Machair was made last year as part of Taigh Chearsabhagh’s programme for the Scotland-wide Dandelion project.
Dandelion describes itself as a “six-month creative celebration of growing, music and community”.
“A key thread of Dandelion was post-Covid recovery,” Duncan says.
The soundwalks, alongside other projects like Taigh Chearsabhagh’s Unexpected Gardens, worked perfectly as “outdoor events where folks could come together, but also socially distance and feel comfortable”.
But, while the full soundwalk experience is linked to Uist itself, anyone can enjoy the piece from anywhere in the world over the internet.
“It’s proved itself that this is something that’s continued on beyond the Dandelion festival,” Duncan says.
‘Really engage with crofting traditions’
Duncan is based in Aberdeen, but his ties to the Western Isles are more than just artistic.
His father is from Harris, and his mother’s family is from Lewis.
“I still have a great aunt that’s running the family croft,” he says. “For me on a personal level, it was an opportunity to really engage with crofting traditions and the way the land is used.”
It’s not just his own past that Duncan reflects on in Machair.
The soundscape uses a wealth of archival recordings, highlighting traditional folk songs.
“There’s a walking song, which is about gathering seaweed,” Duncan says. “There was a really poignant moment when I was in the Archives in Edinburgh, and I was leafing through, and I actually found that it was some of my great aunts singing on that walking song.”
And, through interviews, voices from the past are joined by those from the present.
Listeners hear from everyone from crofters and scientists to local children as they walk through the soundscape.
“For me it was really wonderful to get those multi-generational voices speaking to these traditions of working on the machair,” Duncan says.
Traditional songs — and music made by plants
Alongside many human voices, the soundscape also lets listeners hear from some of the machair’s other inhabitants – its plant life.
“[The soundscape] is utilising a piece of equipment called Midi Sprout that you can attach to a plant,” Duncan says. “It doesn’t damage the plant, but what it does is read the rate at which water is being passed through through the plant.”
“And then what I do is take that data and turn that into music.”
The ‘voice’ of a meadow buttercup towards the end of the piece is, Duncan says, “a moment where things just came together.”
And, despite how many elements the soundwalk involves, that’s a feeling that Duncan says describes the whole project.
“For me, in some respects, the piece just created itself,” he says.
‘The machair isn’t an accident’
The Ivor Novello Classical Awards will take place on November 14. Machair is nominated in the Best Sound Art category.
“It’s just so wonderful to get recognition for the work, and recognition for the folks that were involved in the project,” Duncan says.
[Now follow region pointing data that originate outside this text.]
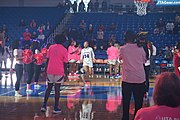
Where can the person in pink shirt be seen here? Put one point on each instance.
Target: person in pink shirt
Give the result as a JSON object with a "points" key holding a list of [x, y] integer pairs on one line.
{"points": [[133, 75], [56, 70], [113, 54], [166, 97], [72, 55]]}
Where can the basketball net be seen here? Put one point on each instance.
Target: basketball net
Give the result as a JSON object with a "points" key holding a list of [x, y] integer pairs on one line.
{"points": [[141, 7]]}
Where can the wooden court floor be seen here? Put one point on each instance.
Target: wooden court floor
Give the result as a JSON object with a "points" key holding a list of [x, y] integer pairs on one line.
{"points": [[102, 93]]}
For him, the award wouldn’t just go to his piece, but to Uist’s history as a whole.
“The machair isn’t an accident,” he says. “The machair has come into being because of hundreds of generations of folk working this really unique landscape.”
The nomination means that “we have recognition of the stories, the music, on this relatively small island on a really quite national stage and platform.”